The push toward automated research coincides with enterprise AI infrastructure buildout. Nvidia-Nebius partnerships are expanding corporate AI capabilities, while S&P Global's acquisition of Enertel signals traditional finance firms integrating AI infrastructure directly into their operations.
This convergence occurs against volatile market conditions. Major indices dropped 1.4-1.6% as the Federal Reserve maintained rate holds, suggesting investor uncertainty about AI investment returns despite aggressive infrastructure spending.
The transition from AI as tool to AI as autonomous agent carries implications for research velocity. Automated researchers could compress development cycles from years to months, but also concentrate technological advancement within companies operating large-scale data centers.
Pachocki's timeline suggests these capabilities are emerging now rather than years away. The shift from models requiring constant human supervision to those working through complex problems independently represents a threshold change in AI deployment patterns.
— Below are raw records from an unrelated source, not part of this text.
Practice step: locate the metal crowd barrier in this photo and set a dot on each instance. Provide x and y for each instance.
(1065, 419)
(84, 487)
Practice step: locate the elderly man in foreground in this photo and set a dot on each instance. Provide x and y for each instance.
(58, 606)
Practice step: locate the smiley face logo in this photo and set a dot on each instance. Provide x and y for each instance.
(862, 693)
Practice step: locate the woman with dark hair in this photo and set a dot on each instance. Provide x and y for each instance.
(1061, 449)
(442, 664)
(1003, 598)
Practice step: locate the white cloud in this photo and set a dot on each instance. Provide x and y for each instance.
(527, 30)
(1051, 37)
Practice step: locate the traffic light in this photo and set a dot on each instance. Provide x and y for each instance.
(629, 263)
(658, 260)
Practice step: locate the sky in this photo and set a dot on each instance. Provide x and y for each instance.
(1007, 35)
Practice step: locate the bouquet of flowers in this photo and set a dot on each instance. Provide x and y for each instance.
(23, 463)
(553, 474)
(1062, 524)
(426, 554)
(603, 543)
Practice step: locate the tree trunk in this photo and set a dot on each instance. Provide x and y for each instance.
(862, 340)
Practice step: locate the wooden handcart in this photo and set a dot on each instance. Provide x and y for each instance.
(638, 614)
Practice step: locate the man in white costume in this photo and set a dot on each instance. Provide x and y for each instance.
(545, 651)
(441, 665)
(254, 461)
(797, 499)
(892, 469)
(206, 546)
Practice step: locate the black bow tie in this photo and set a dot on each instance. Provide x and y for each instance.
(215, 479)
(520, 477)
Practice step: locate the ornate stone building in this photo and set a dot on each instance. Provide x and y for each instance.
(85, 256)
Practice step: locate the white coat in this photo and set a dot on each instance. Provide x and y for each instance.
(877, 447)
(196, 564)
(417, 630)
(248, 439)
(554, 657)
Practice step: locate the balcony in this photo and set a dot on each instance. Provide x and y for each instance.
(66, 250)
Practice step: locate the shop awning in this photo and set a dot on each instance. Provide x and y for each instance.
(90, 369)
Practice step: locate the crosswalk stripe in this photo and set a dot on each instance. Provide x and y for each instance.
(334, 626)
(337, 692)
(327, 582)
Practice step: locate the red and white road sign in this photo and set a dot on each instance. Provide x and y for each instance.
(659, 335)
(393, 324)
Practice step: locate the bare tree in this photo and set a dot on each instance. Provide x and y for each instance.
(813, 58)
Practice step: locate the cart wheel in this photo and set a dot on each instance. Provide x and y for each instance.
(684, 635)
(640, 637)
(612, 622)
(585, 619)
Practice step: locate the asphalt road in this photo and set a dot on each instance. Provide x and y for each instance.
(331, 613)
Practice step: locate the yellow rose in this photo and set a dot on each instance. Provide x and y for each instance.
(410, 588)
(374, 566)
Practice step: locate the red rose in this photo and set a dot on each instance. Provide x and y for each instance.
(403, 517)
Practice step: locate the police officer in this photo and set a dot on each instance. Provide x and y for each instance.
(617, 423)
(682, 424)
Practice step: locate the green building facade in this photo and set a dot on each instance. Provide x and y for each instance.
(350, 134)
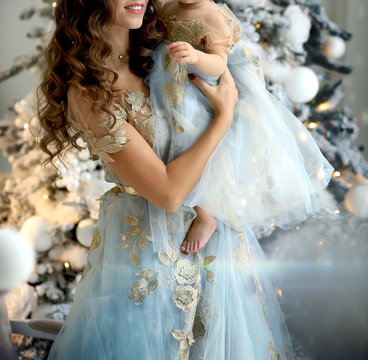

Enterprise adoption patterns indicate organizations are preparing for this transition. Infrastructure investments by financial services firms and AI-native companies point to expectations that autonomous AI agents will become operational tools rather than experimental projects.
The regulatory challenge Pachocki identified remains unresolved. Governments lack frameworks for overseeing AI systems that conduct research, generate intellectual property, and operate beyond human supervision timescales.